Support Questions
Find answers, ask questions, and share your expertise
Announcements
Alert: Welcome to the Unified Cloudera Community. Former HCC members be sure to read and learn how to activate your account here.

Sqoop jobs not progressing while running 4 sqoop jobs in parallel

Highlighted

Sqoop jobs not progressing while running 4 sqoop jobs in parallel

New Contributor

Hi,

WE have Cloudera quickstark setup on Oracle Virtual box VM. We are performing some sort of stress testing. How fast data can ingested in running 5 parallel imports? We have many clients so during POC, we like to check how much load we can put during data ingestion in parallel.

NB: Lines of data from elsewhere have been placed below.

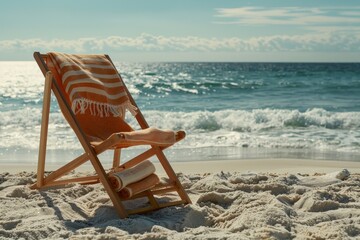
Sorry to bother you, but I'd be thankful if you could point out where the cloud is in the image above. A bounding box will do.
[0,33,360,53]
[215,7,360,29]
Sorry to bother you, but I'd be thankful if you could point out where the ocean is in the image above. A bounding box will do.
[0,61,360,164]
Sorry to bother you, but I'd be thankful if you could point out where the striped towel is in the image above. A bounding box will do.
[48,52,136,118]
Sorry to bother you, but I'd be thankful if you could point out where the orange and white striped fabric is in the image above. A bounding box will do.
[48,52,136,118]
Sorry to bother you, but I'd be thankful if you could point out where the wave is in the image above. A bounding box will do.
[136,108,360,132]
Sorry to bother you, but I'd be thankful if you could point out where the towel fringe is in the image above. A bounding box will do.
[71,98,137,118]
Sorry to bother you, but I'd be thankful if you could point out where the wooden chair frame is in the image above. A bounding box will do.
[31,52,191,218]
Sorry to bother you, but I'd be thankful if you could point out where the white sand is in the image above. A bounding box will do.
[0,159,360,239]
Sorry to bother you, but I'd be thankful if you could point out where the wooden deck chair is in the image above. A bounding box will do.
[31,52,191,218]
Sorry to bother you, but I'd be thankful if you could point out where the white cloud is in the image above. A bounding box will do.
[216,7,360,26]
[0,33,360,53]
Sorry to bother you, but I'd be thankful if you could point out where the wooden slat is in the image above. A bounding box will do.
[37,72,52,188]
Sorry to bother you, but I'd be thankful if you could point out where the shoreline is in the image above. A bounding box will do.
[0,158,360,174]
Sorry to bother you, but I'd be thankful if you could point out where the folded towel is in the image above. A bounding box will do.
[48,52,136,118]
[109,161,155,191]
[119,174,160,199]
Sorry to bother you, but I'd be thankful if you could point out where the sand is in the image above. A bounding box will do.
[0,159,360,239]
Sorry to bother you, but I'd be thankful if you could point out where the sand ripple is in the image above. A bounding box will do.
[0,170,360,239]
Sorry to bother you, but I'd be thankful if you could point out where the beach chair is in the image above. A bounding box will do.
[31,52,191,218]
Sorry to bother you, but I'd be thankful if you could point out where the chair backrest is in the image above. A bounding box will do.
[46,53,136,140]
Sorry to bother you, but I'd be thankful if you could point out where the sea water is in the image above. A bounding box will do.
[0,62,360,163]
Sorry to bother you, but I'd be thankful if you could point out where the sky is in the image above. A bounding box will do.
[0,0,360,62]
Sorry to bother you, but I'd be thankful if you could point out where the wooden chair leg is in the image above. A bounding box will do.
[153,147,191,203]
[37,72,52,188]
[113,148,121,170]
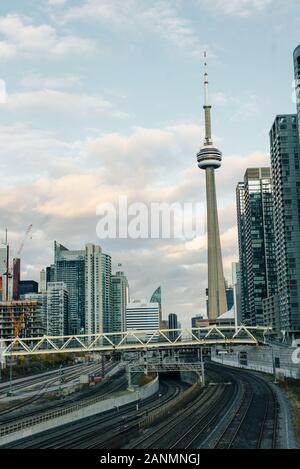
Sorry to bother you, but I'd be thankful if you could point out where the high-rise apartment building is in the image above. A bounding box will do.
[111,272,129,332]
[236,182,250,323]
[39,269,48,293]
[19,280,39,299]
[168,313,179,341]
[53,241,85,334]
[12,258,21,300]
[0,300,46,339]
[232,262,243,325]
[126,300,160,339]
[266,115,300,338]
[237,168,277,325]
[0,243,10,301]
[102,253,112,332]
[85,244,104,334]
[150,287,162,327]
[47,282,69,336]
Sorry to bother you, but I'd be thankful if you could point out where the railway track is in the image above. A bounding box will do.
[212,364,279,449]
[0,365,119,425]
[129,365,278,449]
[0,370,127,426]
[4,376,186,449]
[130,368,237,449]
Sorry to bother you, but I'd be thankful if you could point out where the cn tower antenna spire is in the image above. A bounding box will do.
[197,52,227,320]
[203,51,213,146]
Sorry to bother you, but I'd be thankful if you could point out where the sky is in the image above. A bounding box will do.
[0,0,300,326]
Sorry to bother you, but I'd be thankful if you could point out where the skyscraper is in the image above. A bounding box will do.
[126,300,159,340]
[266,114,300,338]
[168,313,179,341]
[102,253,112,332]
[150,287,162,327]
[19,280,39,299]
[236,182,250,323]
[111,272,129,332]
[39,269,48,293]
[85,244,104,334]
[0,241,10,301]
[53,241,85,334]
[232,262,242,325]
[294,44,300,139]
[197,57,227,319]
[12,258,21,300]
[46,282,69,336]
[237,168,277,326]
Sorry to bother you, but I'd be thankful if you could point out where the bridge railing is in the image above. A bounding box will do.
[0,325,270,357]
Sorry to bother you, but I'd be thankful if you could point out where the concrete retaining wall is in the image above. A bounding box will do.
[0,376,159,445]
[211,345,300,379]
[180,371,198,384]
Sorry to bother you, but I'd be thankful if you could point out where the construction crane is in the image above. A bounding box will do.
[7,224,32,278]
[16,224,32,258]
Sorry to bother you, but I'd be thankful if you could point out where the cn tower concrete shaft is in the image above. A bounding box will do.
[197,53,227,319]
[205,168,227,319]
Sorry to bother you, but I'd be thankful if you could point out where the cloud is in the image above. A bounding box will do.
[0,14,95,59]
[6,89,126,117]
[0,123,268,325]
[20,73,81,89]
[64,0,209,57]
[197,0,275,17]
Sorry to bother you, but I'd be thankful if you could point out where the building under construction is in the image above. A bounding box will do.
[0,300,46,339]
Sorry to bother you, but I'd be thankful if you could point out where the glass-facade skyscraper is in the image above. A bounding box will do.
[270,115,300,338]
[237,168,277,326]
[294,44,300,139]
[52,241,85,334]
[236,182,250,324]
[111,272,129,332]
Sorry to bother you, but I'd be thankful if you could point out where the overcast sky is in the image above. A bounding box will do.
[0,0,300,325]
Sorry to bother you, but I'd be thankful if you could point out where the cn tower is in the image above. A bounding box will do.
[197,54,227,319]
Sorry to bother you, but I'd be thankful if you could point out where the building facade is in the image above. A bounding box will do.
[232,262,243,325]
[294,45,300,139]
[0,243,9,301]
[168,313,179,341]
[19,280,39,299]
[47,282,69,336]
[150,287,162,327]
[111,272,129,332]
[85,244,104,334]
[270,114,300,337]
[102,253,112,332]
[53,241,85,334]
[126,300,160,339]
[236,182,250,324]
[0,300,46,339]
[237,168,277,326]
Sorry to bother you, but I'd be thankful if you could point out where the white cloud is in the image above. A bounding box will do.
[5,89,123,117]
[0,123,268,324]
[197,0,275,17]
[48,0,68,6]
[20,73,81,89]
[64,0,208,56]
[0,14,95,58]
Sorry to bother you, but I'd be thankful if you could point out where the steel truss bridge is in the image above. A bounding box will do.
[0,325,271,358]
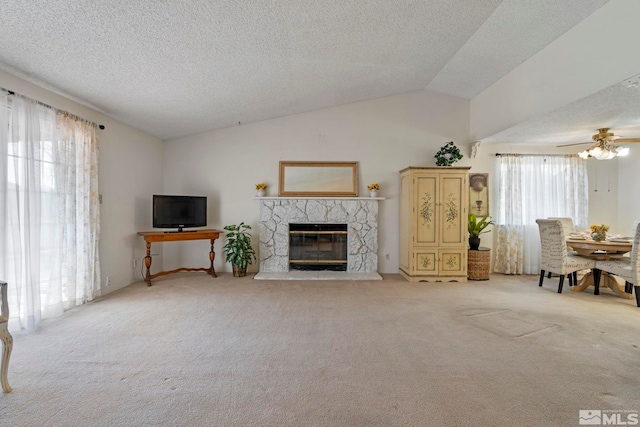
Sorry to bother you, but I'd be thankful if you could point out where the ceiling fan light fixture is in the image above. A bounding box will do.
[616,147,629,157]
[578,140,629,160]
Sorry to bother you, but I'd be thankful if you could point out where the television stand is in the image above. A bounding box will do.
[138,229,224,286]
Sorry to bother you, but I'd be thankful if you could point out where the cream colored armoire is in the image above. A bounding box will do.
[400,166,470,282]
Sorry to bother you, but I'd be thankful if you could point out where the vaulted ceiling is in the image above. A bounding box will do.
[0,0,640,142]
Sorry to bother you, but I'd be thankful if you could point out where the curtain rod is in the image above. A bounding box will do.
[0,87,104,130]
[496,153,578,157]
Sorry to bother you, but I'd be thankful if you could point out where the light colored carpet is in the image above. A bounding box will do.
[0,273,640,426]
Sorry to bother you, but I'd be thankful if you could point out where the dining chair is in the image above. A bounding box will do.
[536,219,596,293]
[594,221,640,307]
[547,216,576,279]
[0,282,13,393]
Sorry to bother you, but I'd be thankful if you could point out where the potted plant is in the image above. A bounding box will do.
[433,141,462,166]
[469,214,494,251]
[222,222,256,277]
[367,182,380,197]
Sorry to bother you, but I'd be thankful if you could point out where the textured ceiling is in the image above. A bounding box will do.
[0,0,614,139]
[482,77,640,145]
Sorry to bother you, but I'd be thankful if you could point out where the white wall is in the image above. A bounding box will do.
[617,144,640,236]
[164,91,470,273]
[0,71,163,295]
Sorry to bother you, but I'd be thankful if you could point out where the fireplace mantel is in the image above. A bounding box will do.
[253,196,385,200]
[255,197,384,273]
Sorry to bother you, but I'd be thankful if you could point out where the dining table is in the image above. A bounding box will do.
[567,236,633,299]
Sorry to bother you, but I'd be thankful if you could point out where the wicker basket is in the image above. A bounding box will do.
[467,248,491,280]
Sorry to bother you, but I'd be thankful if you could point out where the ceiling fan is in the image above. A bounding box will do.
[558,128,640,160]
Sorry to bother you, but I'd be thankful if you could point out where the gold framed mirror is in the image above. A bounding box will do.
[278,161,358,197]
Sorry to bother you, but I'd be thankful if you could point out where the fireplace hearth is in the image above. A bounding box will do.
[258,197,379,276]
[289,223,347,271]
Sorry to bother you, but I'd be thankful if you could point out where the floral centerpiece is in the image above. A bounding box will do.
[256,182,267,197]
[433,141,462,166]
[589,224,609,242]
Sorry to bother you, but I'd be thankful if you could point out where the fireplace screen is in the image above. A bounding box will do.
[289,224,347,271]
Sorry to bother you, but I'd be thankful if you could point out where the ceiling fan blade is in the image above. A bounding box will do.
[616,138,640,144]
[556,141,593,147]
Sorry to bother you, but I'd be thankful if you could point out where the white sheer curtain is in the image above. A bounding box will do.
[494,154,589,274]
[0,93,99,330]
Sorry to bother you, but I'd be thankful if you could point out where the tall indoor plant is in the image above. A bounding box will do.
[469,214,494,251]
[222,222,256,277]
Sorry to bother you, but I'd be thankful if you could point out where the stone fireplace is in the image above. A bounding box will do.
[289,223,347,271]
[259,197,378,273]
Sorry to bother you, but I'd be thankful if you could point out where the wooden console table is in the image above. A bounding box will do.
[138,230,224,286]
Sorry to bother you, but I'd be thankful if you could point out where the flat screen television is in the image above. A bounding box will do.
[153,194,207,231]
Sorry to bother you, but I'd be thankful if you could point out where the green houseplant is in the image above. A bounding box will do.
[469,214,494,251]
[222,222,256,277]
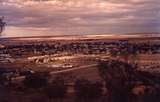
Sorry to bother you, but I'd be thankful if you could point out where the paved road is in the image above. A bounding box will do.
[50,64,97,75]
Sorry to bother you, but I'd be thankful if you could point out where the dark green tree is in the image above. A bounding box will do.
[74,79,103,102]
[44,78,67,102]
[23,73,48,89]
[98,60,136,102]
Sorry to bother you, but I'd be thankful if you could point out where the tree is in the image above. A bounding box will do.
[44,78,67,101]
[0,17,6,34]
[74,79,103,102]
[23,73,48,89]
[98,60,136,102]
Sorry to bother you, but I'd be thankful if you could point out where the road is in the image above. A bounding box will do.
[50,64,97,75]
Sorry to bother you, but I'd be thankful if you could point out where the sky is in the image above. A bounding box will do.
[0,0,160,37]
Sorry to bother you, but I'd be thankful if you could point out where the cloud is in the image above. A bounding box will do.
[0,0,160,36]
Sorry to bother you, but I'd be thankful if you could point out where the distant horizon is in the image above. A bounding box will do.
[0,0,160,37]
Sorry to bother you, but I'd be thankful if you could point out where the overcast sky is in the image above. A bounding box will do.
[0,0,160,37]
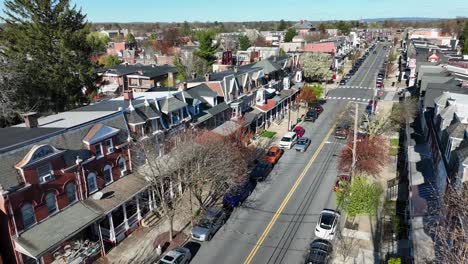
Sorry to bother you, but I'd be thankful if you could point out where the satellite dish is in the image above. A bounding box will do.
[92,192,104,200]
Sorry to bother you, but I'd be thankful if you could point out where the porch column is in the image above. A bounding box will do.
[122,203,130,230]
[107,212,115,242]
[151,190,158,209]
[148,188,153,211]
[135,193,141,221]
[169,181,174,198]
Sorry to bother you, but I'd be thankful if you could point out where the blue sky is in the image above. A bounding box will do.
[0,0,468,22]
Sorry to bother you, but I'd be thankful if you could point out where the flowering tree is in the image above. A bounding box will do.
[297,86,317,105]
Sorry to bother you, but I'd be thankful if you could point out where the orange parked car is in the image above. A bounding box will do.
[263,147,283,164]
[333,175,351,192]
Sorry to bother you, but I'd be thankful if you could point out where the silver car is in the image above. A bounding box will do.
[294,137,310,152]
[158,247,192,264]
[191,208,227,241]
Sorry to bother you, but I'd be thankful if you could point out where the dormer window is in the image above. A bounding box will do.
[94,143,103,159]
[106,138,114,154]
[37,163,54,183]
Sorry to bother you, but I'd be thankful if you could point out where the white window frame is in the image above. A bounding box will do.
[36,162,55,184]
[65,182,77,204]
[105,138,114,154]
[21,203,37,229]
[103,165,114,185]
[86,172,99,194]
[118,158,127,177]
[93,143,104,159]
[45,192,58,215]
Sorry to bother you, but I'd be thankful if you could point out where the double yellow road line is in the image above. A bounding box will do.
[244,124,335,264]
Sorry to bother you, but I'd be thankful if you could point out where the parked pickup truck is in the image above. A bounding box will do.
[334,123,350,139]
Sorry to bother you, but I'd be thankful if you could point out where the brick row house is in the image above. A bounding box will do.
[187,56,300,131]
[98,63,176,95]
[0,91,191,263]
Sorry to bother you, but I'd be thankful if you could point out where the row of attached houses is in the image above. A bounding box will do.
[401,36,468,263]
[98,63,176,95]
[0,52,301,263]
[0,90,196,263]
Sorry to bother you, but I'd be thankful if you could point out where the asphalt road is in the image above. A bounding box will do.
[327,43,388,102]
[191,42,385,264]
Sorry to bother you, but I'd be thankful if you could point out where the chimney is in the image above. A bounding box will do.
[179,82,187,91]
[124,90,133,101]
[23,112,38,128]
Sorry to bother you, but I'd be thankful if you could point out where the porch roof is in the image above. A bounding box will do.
[14,202,102,259]
[84,174,149,214]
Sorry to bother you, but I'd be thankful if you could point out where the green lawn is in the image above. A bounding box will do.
[259,130,276,138]
[390,138,400,156]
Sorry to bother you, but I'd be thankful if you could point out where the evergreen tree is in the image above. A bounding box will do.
[284,28,297,42]
[125,33,136,43]
[0,0,95,112]
[239,35,250,50]
[277,19,288,31]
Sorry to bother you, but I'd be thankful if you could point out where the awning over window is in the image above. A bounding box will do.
[14,202,102,259]
[99,83,119,93]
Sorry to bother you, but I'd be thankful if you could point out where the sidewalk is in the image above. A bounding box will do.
[256,107,307,149]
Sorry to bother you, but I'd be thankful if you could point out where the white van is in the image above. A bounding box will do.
[279,132,297,149]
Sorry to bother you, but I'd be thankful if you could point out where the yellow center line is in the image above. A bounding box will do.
[244,123,336,264]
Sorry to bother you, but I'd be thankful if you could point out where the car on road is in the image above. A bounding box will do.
[263,147,283,164]
[279,132,297,149]
[190,207,227,241]
[158,247,192,264]
[315,209,341,240]
[333,174,351,192]
[309,104,323,116]
[250,161,273,181]
[293,126,305,139]
[306,239,333,264]
[334,123,350,139]
[223,180,255,209]
[294,137,310,152]
[304,109,318,122]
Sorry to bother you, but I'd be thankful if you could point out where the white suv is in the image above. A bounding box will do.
[279,132,297,149]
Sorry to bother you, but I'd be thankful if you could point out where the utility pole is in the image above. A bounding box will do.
[351,103,358,177]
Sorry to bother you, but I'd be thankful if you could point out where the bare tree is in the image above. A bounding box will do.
[132,126,253,239]
[430,184,468,263]
[334,229,359,263]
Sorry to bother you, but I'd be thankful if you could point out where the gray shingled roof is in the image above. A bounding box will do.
[106,64,177,78]
[0,113,128,190]
[159,97,187,114]
[13,202,101,257]
[423,80,468,107]
[206,102,229,116]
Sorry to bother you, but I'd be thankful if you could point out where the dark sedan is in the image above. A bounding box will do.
[306,239,333,264]
[250,162,273,181]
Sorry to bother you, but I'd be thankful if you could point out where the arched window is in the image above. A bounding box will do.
[119,158,127,176]
[46,192,57,214]
[65,182,76,203]
[86,172,97,193]
[21,203,36,229]
[104,165,114,184]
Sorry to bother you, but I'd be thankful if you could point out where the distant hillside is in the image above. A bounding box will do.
[363,17,446,22]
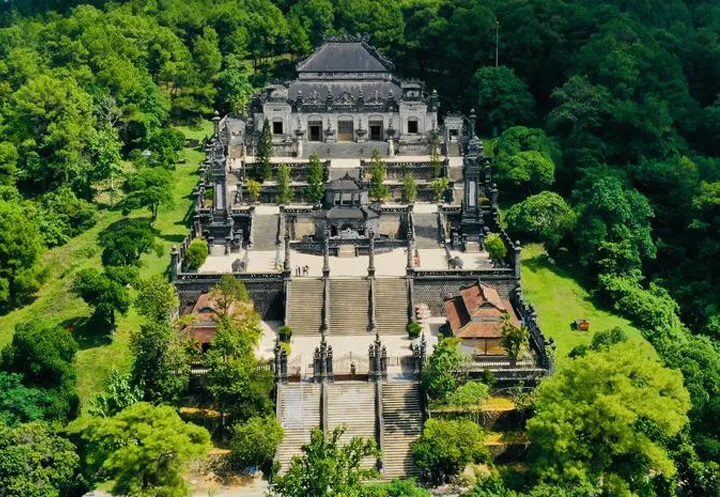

While i was importing the data from single sql server instance with single sqoop job, it was working fine. Now while i am trying to import data from 4 sql server databases on the two sql server instance (running in two different machines) using 4 different sqoop import command, no job is finishing its job. All showing 0% map 0% reduce.

 

We have oracle VM virtual box setup with following resources

1. RAM : 24 GB

2. Disk : 256 GB

3. Processors assigned : 6 (Hypertheading not enabled)

 

What could be potential reasons for the data ingestion failure? As you can check job started running on Feb 12, 2016 and today (Feb 15, 2016) it's still running. Data is aroung 5GB which has to be import through hive sqoop jobs

 

sqoop_stuck_jobs.png

Do i need to have more resources assigned to the VM ?

Going to real physical cluster is not an option yet for us. 

 

Thanks

 

1 REPLY 1

Re: Sqoop jobs not progressing while running 4 sqoop jobs in parallel

Master Guru
The hang at 0% usually indicates that your MR2 AM is running but the containers are not. On single-node/pseudo-distributed installs, the most common cause is a badly configured yarn.nodemanager.resource.memory-mb property on the NodeManagers. What is your current value set for this, and have you tried to increase it?